One last point about the relationship between biology and intelligence. At present, the main non-human candidates for intelligence proper are the chimpanzee, the parrot and the dolphin. Note how unexpected this would be from a strictly evolutionary point of view. Primates are quite closely related to the one definitely intelligent species of which we know – ourselves – and it seems that the most intelligent primates are (with some notable exceptions) those closest to human beings. But primates, dolphins and parrots share no common ancestor that could possibly have been intelligent, so how do we explain the fact that such distantly related species share this common (yet most uncommon) feature?

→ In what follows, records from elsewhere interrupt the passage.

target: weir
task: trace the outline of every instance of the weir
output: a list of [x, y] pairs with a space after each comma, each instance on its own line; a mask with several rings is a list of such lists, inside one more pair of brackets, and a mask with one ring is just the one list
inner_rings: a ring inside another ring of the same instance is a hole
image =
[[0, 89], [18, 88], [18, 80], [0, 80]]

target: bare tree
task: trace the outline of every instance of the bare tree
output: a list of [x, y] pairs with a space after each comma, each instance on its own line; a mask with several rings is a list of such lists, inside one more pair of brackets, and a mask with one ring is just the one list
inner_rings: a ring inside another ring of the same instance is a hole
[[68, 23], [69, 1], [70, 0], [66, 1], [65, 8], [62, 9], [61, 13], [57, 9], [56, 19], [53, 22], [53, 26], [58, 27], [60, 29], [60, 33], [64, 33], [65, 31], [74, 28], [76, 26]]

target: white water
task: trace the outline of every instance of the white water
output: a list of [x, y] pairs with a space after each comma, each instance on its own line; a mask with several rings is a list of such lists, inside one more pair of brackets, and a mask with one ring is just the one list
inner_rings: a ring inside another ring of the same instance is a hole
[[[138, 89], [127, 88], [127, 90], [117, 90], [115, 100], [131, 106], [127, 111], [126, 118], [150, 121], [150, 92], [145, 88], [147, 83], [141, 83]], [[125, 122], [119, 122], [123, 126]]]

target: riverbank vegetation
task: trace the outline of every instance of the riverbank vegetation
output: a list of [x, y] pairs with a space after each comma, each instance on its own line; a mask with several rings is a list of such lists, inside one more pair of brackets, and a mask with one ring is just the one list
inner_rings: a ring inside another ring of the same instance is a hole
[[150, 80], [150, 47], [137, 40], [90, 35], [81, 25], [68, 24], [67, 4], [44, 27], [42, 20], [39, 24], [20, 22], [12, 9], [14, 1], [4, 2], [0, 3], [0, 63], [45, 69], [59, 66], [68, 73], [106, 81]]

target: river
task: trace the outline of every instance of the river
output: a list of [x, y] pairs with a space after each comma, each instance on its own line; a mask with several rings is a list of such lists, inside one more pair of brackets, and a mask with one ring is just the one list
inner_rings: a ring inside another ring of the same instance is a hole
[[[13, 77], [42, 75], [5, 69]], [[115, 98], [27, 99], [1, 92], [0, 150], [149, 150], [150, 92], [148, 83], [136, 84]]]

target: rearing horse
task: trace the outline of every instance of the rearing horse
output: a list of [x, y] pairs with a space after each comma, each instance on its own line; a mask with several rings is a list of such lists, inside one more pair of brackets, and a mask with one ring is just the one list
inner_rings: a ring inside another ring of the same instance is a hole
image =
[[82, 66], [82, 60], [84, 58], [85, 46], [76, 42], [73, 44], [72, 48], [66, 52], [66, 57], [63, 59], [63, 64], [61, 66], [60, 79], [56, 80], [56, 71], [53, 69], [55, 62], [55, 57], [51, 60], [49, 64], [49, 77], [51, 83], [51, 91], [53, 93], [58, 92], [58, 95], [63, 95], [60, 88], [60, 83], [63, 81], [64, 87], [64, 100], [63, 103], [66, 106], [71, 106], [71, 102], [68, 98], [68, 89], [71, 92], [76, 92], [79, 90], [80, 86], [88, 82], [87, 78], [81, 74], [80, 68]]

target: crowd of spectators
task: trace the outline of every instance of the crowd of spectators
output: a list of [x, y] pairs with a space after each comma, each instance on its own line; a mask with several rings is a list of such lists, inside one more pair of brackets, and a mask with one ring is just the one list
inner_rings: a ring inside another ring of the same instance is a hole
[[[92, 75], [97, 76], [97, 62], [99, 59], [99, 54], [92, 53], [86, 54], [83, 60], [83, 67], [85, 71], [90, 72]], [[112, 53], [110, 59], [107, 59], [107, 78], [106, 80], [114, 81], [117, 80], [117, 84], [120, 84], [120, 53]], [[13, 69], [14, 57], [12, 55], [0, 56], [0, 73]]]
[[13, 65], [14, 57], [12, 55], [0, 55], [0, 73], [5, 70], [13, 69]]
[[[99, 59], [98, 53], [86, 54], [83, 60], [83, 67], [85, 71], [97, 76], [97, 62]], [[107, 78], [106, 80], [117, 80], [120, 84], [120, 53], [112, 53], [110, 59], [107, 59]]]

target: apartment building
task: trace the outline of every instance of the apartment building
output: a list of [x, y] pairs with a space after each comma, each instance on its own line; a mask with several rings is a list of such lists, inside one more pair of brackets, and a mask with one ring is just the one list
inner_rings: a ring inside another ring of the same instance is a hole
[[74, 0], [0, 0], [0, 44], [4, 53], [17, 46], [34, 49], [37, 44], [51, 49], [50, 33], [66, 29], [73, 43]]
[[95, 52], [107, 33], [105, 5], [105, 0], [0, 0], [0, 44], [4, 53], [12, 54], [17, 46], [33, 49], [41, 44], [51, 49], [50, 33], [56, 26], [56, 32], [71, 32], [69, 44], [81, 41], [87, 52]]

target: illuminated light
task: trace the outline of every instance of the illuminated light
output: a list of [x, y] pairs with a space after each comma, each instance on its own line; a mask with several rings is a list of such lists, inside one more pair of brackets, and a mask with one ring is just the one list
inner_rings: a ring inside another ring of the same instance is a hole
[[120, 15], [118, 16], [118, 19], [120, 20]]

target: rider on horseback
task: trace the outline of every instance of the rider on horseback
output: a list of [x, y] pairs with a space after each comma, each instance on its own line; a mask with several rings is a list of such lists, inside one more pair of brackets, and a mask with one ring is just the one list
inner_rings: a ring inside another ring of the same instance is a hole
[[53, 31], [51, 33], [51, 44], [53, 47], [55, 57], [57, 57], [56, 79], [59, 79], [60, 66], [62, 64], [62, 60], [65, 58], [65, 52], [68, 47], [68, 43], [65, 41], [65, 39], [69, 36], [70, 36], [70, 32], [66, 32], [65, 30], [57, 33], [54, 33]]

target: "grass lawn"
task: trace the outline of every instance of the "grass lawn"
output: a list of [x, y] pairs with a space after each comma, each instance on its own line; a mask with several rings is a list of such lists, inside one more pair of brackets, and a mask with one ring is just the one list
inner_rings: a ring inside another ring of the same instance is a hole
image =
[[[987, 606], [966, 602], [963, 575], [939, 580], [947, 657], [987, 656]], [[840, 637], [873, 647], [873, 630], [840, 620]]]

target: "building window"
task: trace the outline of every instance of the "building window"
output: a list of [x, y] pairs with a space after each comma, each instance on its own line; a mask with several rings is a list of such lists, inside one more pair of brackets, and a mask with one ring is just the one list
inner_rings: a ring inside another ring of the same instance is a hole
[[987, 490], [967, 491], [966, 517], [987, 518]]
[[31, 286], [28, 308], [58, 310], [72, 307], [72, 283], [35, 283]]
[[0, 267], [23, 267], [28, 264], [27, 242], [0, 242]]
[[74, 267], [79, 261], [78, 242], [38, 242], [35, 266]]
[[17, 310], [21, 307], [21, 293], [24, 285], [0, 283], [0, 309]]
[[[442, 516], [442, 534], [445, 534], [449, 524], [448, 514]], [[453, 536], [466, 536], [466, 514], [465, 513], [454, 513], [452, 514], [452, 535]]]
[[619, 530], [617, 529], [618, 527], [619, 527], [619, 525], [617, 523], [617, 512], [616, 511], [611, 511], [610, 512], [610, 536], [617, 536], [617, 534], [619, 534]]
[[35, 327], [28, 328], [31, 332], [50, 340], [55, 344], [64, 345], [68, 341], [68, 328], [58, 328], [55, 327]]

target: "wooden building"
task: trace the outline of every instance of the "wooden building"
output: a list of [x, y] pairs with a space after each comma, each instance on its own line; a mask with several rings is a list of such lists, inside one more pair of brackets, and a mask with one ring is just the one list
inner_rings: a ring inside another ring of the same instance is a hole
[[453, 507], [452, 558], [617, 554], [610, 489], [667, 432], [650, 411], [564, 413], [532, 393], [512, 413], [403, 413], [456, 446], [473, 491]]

As far as we can tell, insofar as they are intelligent at all, dolphins, parrots, primates and human beings are all intelligent in the same sense, and their respective intelligences embody a case not of evolutionary convergence but of evolutionary identity. The resemblance between chimpanzee intelligence and dolphin intelligence is not like the similar streamlining of dolphins, sharks and ichthyosaurs: they are not merely structurally similar but structurally identical. For example, they all seem to develop through the same stages and they all seem to make much the same characteristic unforced errors while immature – clear indicators that the underlying structures are identical. Given that, from a biological point of view, such identities are completely inexplicable, plainly routine biology is not the answer. On the other hand, if intelligence is indeed a novel structure rather than the cumulative effect of strictly biological changes, then it is just as plausible that it could have arisen in parallel from many different biological ancestries as it is that life itself could have arisen from many different pre-biotic chemistries.

In short, there may be other organisms that have also started to break away from the constraints of a strictly biological existence, but to argue that human beings have not done so would be preposterous in the extreme.